Marketing Your Restaurant: Part II

Aug. 16, 2005 | by Paul Barron
"Marketing from 30,000 feet." Flying high with a marketing plan that is simple to use.

In our last Marketing segment, we looked at the concept of trial and frequency to explain the change in the number of user occasions. In this segment, we will explore the concepts you can implement to 'drive the bus' and create an urgency in your customers to return and experience your restaurant on a more frequent basis.

First, remember the concept of increasing the number of user occasions from 1.7 to 2.1 user occasions per month? By now, most managers with whom I work have put pencil to paper, computed the average check size, and determined what an increase of .4 visits per month per customer times average guest check would mean to their top line sales, and computed the bottom line impact. Don't forget how additional visits can stimulate trial of new products and incent employees to suggestively sell higher-priced products.

That got your attention, didn't it?

What types of promotions are "frequency-builders" and how can you implement them in your restaurant?

First and foremost—prior to making any decisions about WHAT promotion to run, you must first ask yourself how well you know your customer. If you don't understand your target audience, you'll never run the most effective or efficient promotion.

If you understand the motivations of your customer, it is much easier to develop positive marketing programs which are both effective and cost efficient. If you don't know your customer, it's certainly time that you learned about him/her. Get to know what triggers their visit. Get to know what they think about the inside, the outside, the employees—you, as the manager.

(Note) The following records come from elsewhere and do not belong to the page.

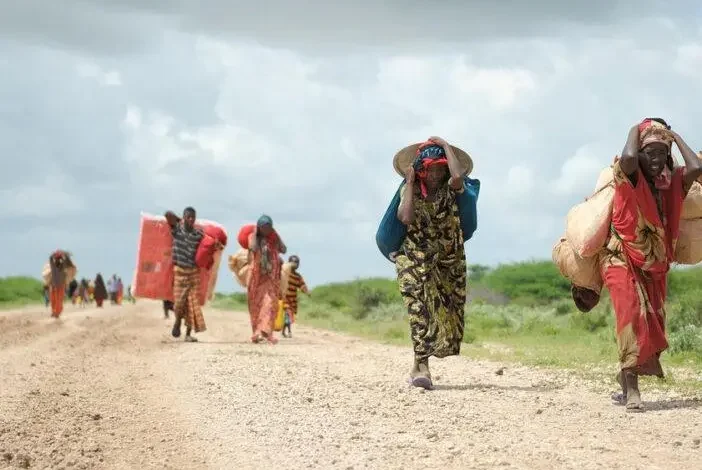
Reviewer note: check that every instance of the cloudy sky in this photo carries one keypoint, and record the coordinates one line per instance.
(113, 107)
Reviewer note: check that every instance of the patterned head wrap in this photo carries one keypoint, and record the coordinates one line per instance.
(428, 154)
(264, 220)
(651, 131)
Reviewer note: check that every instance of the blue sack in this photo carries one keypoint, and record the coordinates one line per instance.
(468, 207)
(391, 232)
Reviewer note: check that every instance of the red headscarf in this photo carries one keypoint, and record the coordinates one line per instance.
(650, 132)
(428, 155)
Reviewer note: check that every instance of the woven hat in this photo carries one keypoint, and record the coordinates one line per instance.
(406, 157)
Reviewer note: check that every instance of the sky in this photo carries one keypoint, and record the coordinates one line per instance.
(295, 109)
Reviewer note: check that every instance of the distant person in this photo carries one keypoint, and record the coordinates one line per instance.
(431, 265)
(83, 293)
(186, 281)
(112, 289)
(59, 264)
(119, 291)
(100, 292)
(167, 306)
(73, 291)
(130, 295)
(263, 288)
(46, 295)
(649, 193)
(295, 283)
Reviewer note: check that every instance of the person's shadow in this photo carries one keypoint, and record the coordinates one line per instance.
(483, 387)
(667, 405)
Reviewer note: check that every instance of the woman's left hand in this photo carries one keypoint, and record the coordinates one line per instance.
(438, 141)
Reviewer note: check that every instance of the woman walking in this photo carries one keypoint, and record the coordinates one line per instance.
(648, 199)
(431, 265)
(61, 273)
(263, 288)
(100, 292)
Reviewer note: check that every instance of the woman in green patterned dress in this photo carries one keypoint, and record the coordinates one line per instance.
(431, 265)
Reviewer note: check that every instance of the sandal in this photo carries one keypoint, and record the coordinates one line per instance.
(176, 328)
(420, 376)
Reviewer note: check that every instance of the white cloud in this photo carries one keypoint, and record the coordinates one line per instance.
(579, 174)
(104, 78)
(50, 198)
(688, 60)
(306, 131)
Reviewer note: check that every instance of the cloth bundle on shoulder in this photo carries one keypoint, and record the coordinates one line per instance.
(688, 249)
(588, 223)
(581, 272)
(70, 273)
(206, 252)
(239, 266)
(285, 271)
(391, 232)
(153, 278)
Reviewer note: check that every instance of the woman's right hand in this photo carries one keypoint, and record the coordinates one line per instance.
(409, 175)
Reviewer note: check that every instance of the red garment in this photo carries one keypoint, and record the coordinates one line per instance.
(636, 264)
(263, 291)
(245, 235)
(204, 257)
(56, 295)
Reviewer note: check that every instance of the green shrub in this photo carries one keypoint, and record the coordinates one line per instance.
(20, 290)
(687, 339)
(529, 283)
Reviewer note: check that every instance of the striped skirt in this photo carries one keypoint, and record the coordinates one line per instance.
(186, 289)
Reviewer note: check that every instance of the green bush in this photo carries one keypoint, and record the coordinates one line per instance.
(687, 339)
(687, 310)
(530, 283)
(20, 290)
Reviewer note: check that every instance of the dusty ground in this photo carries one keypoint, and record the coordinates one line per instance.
(111, 389)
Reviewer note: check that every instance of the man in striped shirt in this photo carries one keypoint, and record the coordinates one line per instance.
(295, 283)
(186, 274)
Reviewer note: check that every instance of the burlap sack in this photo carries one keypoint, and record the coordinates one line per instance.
(581, 272)
(688, 249)
(71, 273)
(239, 265)
(587, 224)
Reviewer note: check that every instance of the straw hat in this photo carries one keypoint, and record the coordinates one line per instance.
(406, 157)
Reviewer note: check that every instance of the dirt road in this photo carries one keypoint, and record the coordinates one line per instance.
(111, 389)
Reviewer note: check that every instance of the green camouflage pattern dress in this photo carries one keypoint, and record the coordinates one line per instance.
(431, 271)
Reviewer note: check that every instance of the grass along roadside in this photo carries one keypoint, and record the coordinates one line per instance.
(20, 291)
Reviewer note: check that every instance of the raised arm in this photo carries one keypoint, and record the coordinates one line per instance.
(629, 161)
(406, 210)
(693, 165)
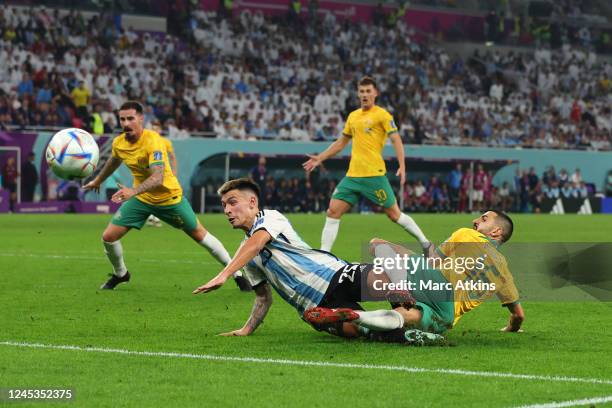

Understand that the entire customer area—as well as the customer-visible areas—help market your restaurant. Items as small as table tents or table stands, successful color coordination of the seats, the window treatments, the carpet or floor covering, the wall covering, the menu covers, employee uniforms; all of these items have a subconscious effect on your customer, and can impact his decision to return. Items such as the choice of music (what era is reflected by your music—and is it background or foreground?) Even items such as the temperature of the dining area and the smells coming out of the kitchen can intensify the customer experience.

If you have an excellent training program, you will find that your staff can be very effective in bringing customers back again and again. It's no stroke of luck that a customer returns more regularly when he knows the staff on a first name basis, and they greet him cordially--more as a guest than as a customer.

Enough of tactical thinking. Strategically, what can you do to improve the number of user occasions of each of your customers? Strategic planning, as you know, is the mid-to-long term thought process which helps to establish plans and programs encouraging an increase in the number of customer visits.

Great managers think strategically.

My first suggestion to enable you to move from tactical planning to strategic thought is to be certain your employee training program is the best program possible. Find ways to encourage employee retention. Offer in-house incentives to drive tenure and retention rates upward.

My next suggestion is to develop a written plan. Sure, you can do this with a plan in your head, but why not make it simpler on yourself? With a written plan, everyone can participate and everyone will have equity in the program developed. You will have developed a stronger discipline in forcing yourself to commit a plan to paper, and you will set written, tangible goals for your own performance, as well as the performance of your subordinates. Everyone prospers.

The development of a written plan should contain specific goals and objectives. You must understand what you plan to accomplish in order to realize when you and others have attained the targeted goals.

Another aspect of a written marketing plan is the assignment of accountability. If you have primary responsibility for the execution and goal attainment, you should identify others who can assist you in achieving your goals. Use the plan and its execution to generate belief in your leadership, your abilities, and your strength of character.

After you've determined the promotion most appropriate to drive frequency; be it a tie-in, a frequency builder, or a discount promotion based on targeted sales during specific hours, put a plan in place and communicate it to your employees. Be sure to consider the promotion costs, the pricing impact, and the distribution scheme for the promotion—and be sure to include all the costs you will incur in the plan. You can determine the cost of the promotion in terms of the overall numbers of guests it drives into your location relative to a basic sales trend for the previous six weeks to determine the success of the frequency builder.

What if you can't control your marketing environment? External factors such as the impact of a competitor opening for business, the impact of a local industry closing with a subsequent loss of jobs, or the loss of non-competitive but volume-generating business can be devastating to a positive sales program. There is no specific answer that can be given to these scenarios. Each situation will be different and will offer unique opportunities.

In this overview, we've tried to look at marketing from a strategic global perspective. Keep in mind that the key to success in your venture is good communication and goal setting for your peers and subordinates. With good communication, plans can be attained; challenges can be met, and profits can soar!